For operators managing long-term service agreements (LTSAs) on MARK VI-equipped turbines, DriveKNMS provides consignment stocking programs, where critical spare modules are held on-site or in bonded warehouse under the customer's reservation. This eliminates lead-time risk for unplanned outages. We also support cross-reference identification: if your engineering team has a part number from a legacy BOM or a GE service bulletin, we can match it to current available stock.

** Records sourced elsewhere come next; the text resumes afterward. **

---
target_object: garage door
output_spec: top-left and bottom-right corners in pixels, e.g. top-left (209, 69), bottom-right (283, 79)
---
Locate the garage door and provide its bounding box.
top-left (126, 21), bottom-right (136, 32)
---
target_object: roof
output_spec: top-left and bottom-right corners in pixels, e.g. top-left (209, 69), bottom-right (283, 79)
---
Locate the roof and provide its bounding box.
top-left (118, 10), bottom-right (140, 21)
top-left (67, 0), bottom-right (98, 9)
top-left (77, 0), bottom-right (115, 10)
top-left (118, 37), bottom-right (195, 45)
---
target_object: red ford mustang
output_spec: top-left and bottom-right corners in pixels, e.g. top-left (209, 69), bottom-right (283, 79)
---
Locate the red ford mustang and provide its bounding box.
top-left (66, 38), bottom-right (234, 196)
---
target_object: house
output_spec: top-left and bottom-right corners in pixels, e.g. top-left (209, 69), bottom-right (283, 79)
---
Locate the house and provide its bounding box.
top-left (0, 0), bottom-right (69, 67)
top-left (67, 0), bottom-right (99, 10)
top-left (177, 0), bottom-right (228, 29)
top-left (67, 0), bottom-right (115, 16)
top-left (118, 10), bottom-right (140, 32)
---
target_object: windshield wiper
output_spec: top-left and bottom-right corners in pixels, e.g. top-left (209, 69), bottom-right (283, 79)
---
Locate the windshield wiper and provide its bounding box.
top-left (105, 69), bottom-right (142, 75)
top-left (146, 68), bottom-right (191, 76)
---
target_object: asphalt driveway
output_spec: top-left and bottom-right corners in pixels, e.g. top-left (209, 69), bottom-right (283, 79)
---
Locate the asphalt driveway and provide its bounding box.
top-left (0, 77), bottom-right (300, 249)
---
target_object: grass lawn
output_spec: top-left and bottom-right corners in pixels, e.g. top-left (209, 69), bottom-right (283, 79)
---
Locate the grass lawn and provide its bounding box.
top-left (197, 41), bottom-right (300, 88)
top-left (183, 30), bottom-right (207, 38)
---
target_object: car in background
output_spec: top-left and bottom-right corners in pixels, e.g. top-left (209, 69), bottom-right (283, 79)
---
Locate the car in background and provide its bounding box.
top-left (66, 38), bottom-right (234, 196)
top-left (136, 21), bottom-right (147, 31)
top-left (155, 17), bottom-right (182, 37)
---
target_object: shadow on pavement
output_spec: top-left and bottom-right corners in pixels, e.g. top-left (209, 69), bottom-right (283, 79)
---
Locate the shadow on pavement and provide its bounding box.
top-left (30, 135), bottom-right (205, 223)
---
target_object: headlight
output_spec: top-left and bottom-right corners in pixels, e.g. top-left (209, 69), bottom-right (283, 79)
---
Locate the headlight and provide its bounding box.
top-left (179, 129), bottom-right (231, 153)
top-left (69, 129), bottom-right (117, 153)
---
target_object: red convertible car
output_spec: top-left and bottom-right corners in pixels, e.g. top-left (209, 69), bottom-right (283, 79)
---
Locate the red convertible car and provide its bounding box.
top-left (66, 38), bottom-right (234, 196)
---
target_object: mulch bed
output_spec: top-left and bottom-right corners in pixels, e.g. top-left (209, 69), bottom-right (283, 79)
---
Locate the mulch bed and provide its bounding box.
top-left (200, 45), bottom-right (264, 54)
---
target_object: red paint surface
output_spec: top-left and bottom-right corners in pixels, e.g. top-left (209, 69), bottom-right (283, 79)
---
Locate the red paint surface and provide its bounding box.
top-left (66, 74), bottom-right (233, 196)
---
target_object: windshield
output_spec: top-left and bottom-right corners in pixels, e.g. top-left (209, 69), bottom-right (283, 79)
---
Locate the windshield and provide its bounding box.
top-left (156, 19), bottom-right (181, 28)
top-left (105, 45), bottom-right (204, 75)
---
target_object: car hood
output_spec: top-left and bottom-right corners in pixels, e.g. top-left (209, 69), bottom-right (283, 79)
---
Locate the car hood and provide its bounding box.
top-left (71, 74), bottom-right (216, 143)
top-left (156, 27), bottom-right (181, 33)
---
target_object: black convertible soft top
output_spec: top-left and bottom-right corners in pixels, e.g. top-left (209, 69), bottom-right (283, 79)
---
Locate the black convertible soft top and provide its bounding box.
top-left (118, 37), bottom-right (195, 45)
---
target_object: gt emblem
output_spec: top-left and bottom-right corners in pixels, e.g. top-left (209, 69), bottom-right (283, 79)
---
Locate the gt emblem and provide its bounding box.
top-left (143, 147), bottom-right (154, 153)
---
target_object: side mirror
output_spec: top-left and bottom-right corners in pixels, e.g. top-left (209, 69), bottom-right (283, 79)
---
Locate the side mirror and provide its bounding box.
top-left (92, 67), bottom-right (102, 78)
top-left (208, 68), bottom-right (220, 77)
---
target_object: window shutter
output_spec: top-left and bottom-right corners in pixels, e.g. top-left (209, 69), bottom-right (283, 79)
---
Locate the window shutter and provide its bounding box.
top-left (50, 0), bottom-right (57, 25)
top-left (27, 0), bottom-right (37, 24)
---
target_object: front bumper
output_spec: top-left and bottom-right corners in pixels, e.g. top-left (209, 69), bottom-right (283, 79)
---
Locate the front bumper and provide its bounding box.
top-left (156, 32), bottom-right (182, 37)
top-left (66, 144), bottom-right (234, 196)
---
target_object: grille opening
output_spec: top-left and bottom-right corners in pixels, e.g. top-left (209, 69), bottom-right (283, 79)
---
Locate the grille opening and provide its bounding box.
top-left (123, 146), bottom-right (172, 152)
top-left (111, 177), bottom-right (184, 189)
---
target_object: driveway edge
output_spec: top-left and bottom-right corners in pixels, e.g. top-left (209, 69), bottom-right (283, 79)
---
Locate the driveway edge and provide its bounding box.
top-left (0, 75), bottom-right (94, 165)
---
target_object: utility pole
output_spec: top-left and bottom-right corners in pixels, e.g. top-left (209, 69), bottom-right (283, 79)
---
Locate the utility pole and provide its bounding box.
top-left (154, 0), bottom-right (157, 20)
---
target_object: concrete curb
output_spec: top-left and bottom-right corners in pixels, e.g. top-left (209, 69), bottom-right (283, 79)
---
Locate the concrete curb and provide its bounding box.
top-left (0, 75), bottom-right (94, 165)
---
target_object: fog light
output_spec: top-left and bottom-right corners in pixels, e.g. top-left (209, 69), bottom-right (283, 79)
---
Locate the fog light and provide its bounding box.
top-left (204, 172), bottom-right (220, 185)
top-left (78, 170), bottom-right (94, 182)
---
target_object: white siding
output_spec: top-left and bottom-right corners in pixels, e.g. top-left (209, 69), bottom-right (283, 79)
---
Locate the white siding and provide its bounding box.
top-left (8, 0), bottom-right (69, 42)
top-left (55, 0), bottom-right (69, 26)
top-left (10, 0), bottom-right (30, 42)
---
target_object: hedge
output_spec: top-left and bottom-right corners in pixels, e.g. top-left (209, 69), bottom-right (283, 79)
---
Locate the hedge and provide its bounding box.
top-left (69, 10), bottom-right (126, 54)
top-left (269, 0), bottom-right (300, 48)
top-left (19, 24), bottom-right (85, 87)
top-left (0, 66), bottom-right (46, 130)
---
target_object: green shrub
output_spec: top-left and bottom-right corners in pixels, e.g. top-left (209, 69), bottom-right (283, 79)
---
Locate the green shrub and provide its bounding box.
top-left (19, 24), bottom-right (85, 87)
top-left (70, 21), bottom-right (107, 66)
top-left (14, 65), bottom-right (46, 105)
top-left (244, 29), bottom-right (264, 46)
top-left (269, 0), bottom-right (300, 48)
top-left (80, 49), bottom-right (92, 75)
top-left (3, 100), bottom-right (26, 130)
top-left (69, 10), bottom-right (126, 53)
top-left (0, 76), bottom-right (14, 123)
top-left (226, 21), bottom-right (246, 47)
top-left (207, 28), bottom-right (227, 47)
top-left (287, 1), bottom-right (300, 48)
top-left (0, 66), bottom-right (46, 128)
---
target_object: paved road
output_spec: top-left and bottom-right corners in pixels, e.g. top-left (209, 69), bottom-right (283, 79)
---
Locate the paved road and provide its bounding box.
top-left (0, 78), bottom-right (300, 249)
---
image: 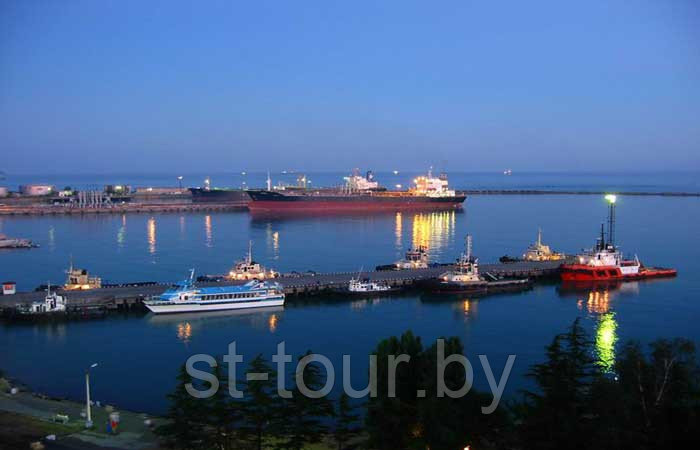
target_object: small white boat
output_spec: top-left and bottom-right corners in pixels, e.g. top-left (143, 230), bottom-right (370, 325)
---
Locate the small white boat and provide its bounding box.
top-left (17, 284), bottom-right (66, 315)
top-left (344, 269), bottom-right (399, 295)
top-left (396, 245), bottom-right (428, 270)
top-left (143, 269), bottom-right (284, 314)
top-left (523, 228), bottom-right (565, 261)
top-left (228, 241), bottom-right (279, 280)
top-left (0, 233), bottom-right (38, 248)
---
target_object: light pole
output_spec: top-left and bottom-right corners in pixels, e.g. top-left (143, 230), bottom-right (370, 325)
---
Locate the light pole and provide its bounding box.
top-left (85, 363), bottom-right (97, 428)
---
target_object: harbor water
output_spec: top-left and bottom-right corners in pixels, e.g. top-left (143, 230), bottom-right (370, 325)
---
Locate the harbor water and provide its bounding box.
top-left (0, 177), bottom-right (700, 413)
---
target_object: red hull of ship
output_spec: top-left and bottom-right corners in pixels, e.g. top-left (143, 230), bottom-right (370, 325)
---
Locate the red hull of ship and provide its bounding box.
top-left (560, 264), bottom-right (676, 281)
top-left (248, 201), bottom-right (462, 212)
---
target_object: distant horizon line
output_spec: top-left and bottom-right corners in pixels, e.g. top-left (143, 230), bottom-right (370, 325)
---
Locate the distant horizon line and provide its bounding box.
top-left (0, 168), bottom-right (700, 178)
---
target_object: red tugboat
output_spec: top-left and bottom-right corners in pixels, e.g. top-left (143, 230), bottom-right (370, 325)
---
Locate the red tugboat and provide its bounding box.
top-left (561, 195), bottom-right (676, 282)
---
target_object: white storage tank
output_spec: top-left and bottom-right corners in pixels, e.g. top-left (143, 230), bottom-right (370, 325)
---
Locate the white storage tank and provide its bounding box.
top-left (2, 281), bottom-right (17, 295)
top-left (19, 184), bottom-right (56, 197)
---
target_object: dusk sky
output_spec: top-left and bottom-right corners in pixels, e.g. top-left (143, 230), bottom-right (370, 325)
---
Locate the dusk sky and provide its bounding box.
top-left (0, 0), bottom-right (700, 173)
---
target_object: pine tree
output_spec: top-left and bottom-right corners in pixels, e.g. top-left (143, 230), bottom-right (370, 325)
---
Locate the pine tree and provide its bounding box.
top-left (333, 392), bottom-right (359, 450)
top-left (206, 360), bottom-right (241, 450)
top-left (523, 319), bottom-right (599, 448)
top-left (156, 364), bottom-right (206, 450)
top-left (241, 354), bottom-right (280, 450)
top-left (282, 350), bottom-right (333, 450)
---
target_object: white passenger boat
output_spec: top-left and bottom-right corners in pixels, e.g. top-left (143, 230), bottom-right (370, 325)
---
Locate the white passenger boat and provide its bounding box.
top-left (143, 270), bottom-right (284, 314)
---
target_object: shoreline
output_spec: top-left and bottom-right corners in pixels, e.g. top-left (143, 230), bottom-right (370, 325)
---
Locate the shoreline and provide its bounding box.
top-left (0, 377), bottom-right (163, 449)
top-left (0, 189), bottom-right (700, 216)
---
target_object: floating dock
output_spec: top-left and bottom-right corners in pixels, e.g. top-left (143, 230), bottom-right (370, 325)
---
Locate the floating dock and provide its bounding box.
top-left (0, 203), bottom-right (248, 216)
top-left (0, 261), bottom-right (562, 311)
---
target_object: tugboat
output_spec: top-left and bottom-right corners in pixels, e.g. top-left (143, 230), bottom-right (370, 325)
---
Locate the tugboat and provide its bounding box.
top-left (63, 261), bottom-right (102, 291)
top-left (523, 228), bottom-right (565, 261)
top-left (433, 235), bottom-right (488, 294)
top-left (143, 269), bottom-right (284, 314)
top-left (340, 269), bottom-right (399, 296)
top-left (17, 284), bottom-right (66, 317)
top-left (427, 235), bottom-right (532, 295)
top-left (395, 245), bottom-right (428, 270)
top-left (228, 241), bottom-right (279, 280)
top-left (560, 195), bottom-right (676, 282)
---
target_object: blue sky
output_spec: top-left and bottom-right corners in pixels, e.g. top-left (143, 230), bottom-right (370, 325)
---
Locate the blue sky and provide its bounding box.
top-left (0, 0), bottom-right (700, 173)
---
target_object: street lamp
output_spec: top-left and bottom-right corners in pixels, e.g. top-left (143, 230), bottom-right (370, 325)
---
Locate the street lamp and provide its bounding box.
top-left (85, 363), bottom-right (97, 428)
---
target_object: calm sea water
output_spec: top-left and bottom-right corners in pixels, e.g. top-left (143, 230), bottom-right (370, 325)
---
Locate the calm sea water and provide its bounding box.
top-left (0, 174), bottom-right (700, 413)
top-left (0, 168), bottom-right (700, 192)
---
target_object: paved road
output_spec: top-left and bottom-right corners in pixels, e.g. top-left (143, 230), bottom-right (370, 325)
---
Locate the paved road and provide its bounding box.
top-left (0, 261), bottom-right (561, 307)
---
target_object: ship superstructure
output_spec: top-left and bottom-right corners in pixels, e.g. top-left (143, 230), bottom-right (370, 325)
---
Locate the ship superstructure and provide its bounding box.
top-left (248, 170), bottom-right (466, 212)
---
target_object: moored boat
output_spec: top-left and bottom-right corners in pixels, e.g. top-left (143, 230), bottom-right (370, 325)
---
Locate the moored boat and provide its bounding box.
top-left (523, 228), bottom-right (566, 261)
top-left (228, 241), bottom-right (279, 280)
top-left (422, 235), bottom-right (532, 295)
top-left (560, 195), bottom-right (676, 282)
top-left (0, 233), bottom-right (38, 249)
top-left (248, 172), bottom-right (466, 213)
top-left (143, 269), bottom-right (285, 314)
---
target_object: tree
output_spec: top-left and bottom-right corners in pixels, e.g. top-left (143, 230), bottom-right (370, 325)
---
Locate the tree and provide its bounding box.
top-left (333, 392), bottom-right (359, 450)
top-left (206, 360), bottom-right (242, 450)
top-left (365, 331), bottom-right (425, 449)
top-left (156, 364), bottom-right (206, 450)
top-left (282, 350), bottom-right (333, 450)
top-left (522, 319), bottom-right (599, 448)
top-left (241, 354), bottom-right (280, 450)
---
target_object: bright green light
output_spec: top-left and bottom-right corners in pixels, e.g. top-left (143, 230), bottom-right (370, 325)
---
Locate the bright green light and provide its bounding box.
top-left (595, 313), bottom-right (617, 372)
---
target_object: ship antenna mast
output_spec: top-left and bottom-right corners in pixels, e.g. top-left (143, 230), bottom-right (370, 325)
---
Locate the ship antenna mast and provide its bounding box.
top-left (467, 234), bottom-right (472, 263)
top-left (605, 194), bottom-right (617, 248)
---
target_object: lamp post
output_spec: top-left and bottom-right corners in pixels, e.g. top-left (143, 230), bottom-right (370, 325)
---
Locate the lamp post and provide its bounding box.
top-left (85, 363), bottom-right (97, 428)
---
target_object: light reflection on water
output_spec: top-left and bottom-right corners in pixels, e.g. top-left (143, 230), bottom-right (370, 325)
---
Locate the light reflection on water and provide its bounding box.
top-left (0, 196), bottom-right (700, 412)
top-left (411, 211), bottom-right (455, 261)
top-left (204, 214), bottom-right (214, 248)
top-left (146, 217), bottom-right (156, 255)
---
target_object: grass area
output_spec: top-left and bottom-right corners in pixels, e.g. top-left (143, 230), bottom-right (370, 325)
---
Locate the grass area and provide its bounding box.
top-left (0, 411), bottom-right (80, 448)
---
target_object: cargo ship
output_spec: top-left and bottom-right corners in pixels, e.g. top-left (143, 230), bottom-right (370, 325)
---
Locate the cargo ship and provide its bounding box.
top-left (560, 195), bottom-right (676, 282)
top-left (248, 171), bottom-right (466, 213)
top-left (190, 178), bottom-right (250, 206)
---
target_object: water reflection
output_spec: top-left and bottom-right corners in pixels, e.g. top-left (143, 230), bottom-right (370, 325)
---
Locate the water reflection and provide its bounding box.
top-left (595, 312), bottom-right (617, 373)
top-left (412, 211), bottom-right (456, 256)
top-left (394, 212), bottom-right (403, 250)
top-left (559, 282), bottom-right (639, 373)
top-left (147, 306), bottom-right (284, 343)
top-left (49, 226), bottom-right (56, 251)
top-left (204, 214), bottom-right (214, 248)
top-left (267, 314), bottom-right (278, 333)
top-left (180, 216), bottom-right (185, 239)
top-left (454, 298), bottom-right (479, 323)
top-left (265, 222), bottom-right (280, 259)
top-left (146, 217), bottom-right (156, 255)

MARK VI modules present specific test challenges due to their VME backplane architecture and IONet communication dependency. Standard bench power-up is insufficient to validate module functionality. DriveKNMS employs a dedicated MARK VI test rig that replicates the card-cage backplane environment, including VCMI controller handshake, IONet ring initialization, and firmware version verification.
Each module undergoes the following protocol before shipment: (1) Visual inspection for capacitor bulge, PCB corrosion, and connector pin integrity. (2) Backplane insertion test with live VCMI controller to confirm module enumeration and diagnostic LED status. (3) Functional I/O test: for analog input cards, calibrated signal injection across all channels; for digital output cards, relay actuation and continuity verification. (4) Firmware version logging and compatibility check against customer's HMI software revision. (5) 48-hour burn-in under simulated load conditions. All test records are retained and shipped with the module.